[jsword-devel] Missing short bible book names for most languages

Tue Jan 11 04:32:35 MST 2011

On Jan 10, 2011, at 6:37 PM, Martin Denham wrote:

> Hi, I have hit a problem and I don't know if anybody has any suggestions.  
> 
> A long term request for And Bible has been to show the book names and chapters in a grid for navigation purposes.  To fit the book names on the screen I used the short names from BibleNames.properties e.g. 'Gen'. 'Exo' and it was working very well until I tried a test in a foreign language when I discovered that very few of the localisations have short names and if there is no short name then the long name is used and there is no way to fit 66 long names in a grid on a small mobile phone screen.
> 
> To compound the problem it is not just a few languages that are missing short names it is nearly all of them:
> 
> No short names: af, ar_EG, bg, cs, da, es, fi, fr, he, hu, id, it, la, lt, nl, no, pl, pt_BR, pt, ro, ru, sk, sl, sv, th, uk, 
> Short names: de, en, et, fa, in,  ko, vi, zh_CN, zh
> 
> I did wonder if there might be an alternative source of short names, possibly from another sword project like Xiphos, that we could use to insert the correct short names in our properties files.

The Bible book names that the SWORD front-ends use are from locales.d (under svn here: http://crosswire.org/svn/sword/trunk/locales.d/ ). This is where we derived the various BibleNames.properties.

The languages for which SWORD has standard abbreviations, have a "xx_abbrev.conf" file, where xx is the language code. 

There are two ways SWORD stores abbreviations, either in the xx-utf8.conf (or the cp1252 equivalent xx.conf) or in xx_abbrev-utf8.conf (or cp1252 equivalent xx_abbrev.conf). In both of these files abbreviations are stored in the [Book Abbrevs] section.

The purpose of abbreviations differ between these two files.

In the xx-utf8.conf file, they are used as lookup patterns. That is given a text or given user input, to which Bible book is being referred? In this file there typically are many common prefixes of the book name, with and without punctuation and spaces. There is no attempt to identify a proper/standard abbreviation in this file. This file is sensitive to order. The abbreviation Jud might be good abbreviations for Judges and Jude. The first one listed is the winner. It may be that the shortest value in the file is a fine abbreviation to show the user. But I wouldn't vouch for that. Who knows, it might just be an offensive word.

The xx_abbrev-utf8.conf there is an attempt to identify a standard book abbreviation. These files map from standard English Bible book names to the language's standard abbreviations and from those abbreviations to the standard English abbreviations. (Note, by standard, I mean that it is identified as the unique/key name in these files.)
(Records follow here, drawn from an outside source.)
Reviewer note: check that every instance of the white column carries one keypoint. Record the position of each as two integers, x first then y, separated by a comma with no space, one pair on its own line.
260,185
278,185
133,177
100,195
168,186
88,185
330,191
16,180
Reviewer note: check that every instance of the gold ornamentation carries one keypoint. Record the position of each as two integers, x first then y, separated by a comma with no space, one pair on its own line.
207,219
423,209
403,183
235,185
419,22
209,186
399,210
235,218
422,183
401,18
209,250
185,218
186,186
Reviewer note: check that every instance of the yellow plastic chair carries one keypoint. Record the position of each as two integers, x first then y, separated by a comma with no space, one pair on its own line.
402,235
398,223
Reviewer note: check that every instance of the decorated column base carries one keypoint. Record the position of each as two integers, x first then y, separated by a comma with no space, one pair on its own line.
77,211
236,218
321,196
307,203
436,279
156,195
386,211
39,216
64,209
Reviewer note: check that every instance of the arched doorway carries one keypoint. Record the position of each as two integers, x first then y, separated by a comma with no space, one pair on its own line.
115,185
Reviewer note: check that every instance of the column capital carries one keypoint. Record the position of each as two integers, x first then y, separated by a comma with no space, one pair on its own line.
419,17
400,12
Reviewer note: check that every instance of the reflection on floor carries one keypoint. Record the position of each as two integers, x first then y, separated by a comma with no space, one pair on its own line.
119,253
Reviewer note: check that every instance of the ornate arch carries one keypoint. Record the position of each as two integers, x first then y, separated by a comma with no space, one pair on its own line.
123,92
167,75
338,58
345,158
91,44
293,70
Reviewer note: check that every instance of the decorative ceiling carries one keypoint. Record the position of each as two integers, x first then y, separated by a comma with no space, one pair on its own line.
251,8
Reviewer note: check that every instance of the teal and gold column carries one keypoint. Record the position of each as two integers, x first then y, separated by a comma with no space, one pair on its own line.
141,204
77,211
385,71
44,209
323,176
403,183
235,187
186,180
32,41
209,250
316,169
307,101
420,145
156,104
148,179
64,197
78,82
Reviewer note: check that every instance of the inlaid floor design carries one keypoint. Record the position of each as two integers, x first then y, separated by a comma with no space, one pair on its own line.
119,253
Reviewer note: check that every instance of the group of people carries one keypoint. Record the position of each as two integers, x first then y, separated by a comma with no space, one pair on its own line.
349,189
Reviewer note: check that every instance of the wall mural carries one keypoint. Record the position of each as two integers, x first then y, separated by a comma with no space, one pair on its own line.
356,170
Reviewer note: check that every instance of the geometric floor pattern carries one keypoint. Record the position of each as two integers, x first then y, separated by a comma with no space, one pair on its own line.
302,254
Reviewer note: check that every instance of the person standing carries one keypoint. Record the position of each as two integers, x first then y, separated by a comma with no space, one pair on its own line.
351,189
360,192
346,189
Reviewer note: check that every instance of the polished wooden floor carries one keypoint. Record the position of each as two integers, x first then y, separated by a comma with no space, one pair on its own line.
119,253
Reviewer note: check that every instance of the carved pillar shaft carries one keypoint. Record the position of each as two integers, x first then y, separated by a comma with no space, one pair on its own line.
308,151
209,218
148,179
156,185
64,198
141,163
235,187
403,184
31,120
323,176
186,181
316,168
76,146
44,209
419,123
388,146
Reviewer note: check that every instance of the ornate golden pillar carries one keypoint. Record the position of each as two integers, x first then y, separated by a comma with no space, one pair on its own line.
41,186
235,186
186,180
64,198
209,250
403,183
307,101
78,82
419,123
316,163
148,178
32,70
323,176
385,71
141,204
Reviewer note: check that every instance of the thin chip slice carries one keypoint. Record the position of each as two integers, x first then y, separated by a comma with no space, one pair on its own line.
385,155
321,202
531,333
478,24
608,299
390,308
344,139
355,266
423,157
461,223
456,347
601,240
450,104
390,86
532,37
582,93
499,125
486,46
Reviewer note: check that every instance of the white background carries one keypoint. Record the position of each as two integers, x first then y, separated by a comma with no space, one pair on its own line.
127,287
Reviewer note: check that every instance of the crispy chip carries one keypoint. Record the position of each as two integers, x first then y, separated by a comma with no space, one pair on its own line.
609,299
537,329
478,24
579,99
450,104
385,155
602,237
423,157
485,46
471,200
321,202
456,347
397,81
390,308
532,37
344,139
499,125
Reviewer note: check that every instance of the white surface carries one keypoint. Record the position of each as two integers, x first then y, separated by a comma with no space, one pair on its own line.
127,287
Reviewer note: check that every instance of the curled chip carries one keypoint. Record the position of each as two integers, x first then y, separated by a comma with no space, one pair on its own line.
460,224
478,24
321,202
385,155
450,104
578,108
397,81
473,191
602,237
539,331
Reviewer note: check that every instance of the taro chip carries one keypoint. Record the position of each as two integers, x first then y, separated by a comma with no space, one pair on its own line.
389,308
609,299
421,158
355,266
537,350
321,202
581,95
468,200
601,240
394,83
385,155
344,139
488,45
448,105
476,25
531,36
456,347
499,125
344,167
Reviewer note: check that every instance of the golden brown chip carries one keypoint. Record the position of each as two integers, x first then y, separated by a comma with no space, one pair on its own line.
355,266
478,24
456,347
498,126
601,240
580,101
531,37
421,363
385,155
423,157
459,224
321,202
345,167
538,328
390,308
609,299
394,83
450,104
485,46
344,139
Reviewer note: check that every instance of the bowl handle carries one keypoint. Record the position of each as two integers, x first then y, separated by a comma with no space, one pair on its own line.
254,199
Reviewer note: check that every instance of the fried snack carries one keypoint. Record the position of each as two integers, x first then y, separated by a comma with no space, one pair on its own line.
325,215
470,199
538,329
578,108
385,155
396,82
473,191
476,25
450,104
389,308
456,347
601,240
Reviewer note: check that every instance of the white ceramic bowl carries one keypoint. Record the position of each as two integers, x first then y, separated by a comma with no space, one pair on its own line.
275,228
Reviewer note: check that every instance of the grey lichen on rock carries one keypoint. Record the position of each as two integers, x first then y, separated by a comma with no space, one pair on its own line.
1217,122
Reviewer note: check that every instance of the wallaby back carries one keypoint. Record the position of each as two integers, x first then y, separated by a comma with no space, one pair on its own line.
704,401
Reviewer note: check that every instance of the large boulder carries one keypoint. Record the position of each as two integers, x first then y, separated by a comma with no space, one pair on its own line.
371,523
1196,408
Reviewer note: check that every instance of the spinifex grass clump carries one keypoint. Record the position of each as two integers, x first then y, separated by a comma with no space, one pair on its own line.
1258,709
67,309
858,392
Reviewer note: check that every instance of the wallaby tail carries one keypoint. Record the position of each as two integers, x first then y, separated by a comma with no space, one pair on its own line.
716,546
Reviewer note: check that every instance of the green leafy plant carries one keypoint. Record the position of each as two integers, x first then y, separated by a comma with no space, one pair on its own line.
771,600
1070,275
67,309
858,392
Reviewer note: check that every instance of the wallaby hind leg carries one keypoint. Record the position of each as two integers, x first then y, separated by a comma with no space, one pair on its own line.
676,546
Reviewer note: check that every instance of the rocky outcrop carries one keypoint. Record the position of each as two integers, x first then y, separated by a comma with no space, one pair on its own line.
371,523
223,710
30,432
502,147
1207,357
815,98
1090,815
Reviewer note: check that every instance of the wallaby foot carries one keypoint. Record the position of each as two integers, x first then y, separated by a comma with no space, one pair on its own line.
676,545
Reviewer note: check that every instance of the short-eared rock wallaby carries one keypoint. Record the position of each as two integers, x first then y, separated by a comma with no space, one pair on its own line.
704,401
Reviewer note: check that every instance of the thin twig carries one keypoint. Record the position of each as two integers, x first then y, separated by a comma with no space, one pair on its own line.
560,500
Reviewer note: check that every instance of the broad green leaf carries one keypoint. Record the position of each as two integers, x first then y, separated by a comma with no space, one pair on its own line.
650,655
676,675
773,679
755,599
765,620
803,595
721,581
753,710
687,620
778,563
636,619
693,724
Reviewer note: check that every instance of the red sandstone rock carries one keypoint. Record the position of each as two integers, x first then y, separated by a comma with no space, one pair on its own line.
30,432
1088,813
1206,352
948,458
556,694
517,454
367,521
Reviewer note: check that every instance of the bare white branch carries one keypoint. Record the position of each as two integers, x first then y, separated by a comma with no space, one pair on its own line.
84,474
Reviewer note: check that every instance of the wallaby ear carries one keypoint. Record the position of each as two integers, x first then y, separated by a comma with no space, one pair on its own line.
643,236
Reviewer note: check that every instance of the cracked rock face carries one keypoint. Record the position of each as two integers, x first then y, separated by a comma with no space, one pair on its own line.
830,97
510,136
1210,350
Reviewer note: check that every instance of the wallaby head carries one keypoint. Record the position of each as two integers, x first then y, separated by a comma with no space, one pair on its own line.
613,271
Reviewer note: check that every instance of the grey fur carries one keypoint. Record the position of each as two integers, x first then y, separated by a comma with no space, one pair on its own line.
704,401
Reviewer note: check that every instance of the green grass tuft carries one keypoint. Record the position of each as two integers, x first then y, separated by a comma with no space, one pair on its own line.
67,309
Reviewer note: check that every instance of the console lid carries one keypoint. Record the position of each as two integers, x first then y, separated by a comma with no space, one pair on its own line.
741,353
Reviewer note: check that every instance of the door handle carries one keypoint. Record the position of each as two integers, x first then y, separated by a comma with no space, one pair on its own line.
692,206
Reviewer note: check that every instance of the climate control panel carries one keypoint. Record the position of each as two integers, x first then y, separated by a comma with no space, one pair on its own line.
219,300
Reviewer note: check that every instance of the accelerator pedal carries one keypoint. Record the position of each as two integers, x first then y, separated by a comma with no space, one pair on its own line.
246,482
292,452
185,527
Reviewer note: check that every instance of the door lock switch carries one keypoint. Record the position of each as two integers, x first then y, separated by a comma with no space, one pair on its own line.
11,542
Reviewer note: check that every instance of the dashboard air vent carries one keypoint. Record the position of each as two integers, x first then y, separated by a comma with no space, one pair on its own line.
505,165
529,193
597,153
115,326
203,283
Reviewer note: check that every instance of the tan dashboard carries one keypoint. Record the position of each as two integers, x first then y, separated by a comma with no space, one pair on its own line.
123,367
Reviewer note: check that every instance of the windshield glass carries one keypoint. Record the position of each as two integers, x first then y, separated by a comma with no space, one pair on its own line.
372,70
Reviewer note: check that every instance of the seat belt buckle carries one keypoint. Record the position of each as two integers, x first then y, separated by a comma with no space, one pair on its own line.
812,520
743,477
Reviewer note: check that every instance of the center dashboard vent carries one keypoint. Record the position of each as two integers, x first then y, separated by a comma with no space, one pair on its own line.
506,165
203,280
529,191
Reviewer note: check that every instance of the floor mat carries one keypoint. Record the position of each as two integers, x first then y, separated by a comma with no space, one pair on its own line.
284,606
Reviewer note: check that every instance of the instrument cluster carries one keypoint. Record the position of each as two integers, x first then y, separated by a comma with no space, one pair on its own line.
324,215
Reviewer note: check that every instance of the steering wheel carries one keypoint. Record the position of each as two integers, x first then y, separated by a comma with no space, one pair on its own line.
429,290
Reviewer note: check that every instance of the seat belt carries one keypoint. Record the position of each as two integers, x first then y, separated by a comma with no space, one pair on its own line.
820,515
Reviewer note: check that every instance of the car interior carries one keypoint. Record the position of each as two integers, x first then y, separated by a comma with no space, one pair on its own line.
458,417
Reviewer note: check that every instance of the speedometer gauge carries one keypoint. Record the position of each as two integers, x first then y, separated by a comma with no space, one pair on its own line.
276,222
In JSword, we have the BibleNames_xx.conf with entries of the form:
Judg.Full=Judges
Judg.Short=Judg
Judg.Alt=jdg,jud
Where the key is made up of two parts: An OSIS book abbreviation followed by Full, Short or Alt.

The values given are:
Long - A full name of the book. here might be other abbreviations that are equally good, but only one is here.
Short - A standard abbreviation. This is worthy of being shown to a user. There might be other abbreviations that are equally good, but only one is here. By and large, these don't have spaces, e.g. 1 Cor is 1Cor.
Alt - other abbreviations by which the book is known. None of these are prefixes. Though they might be good abbreviations, these are intended for internal use only. That's why they are lowercase.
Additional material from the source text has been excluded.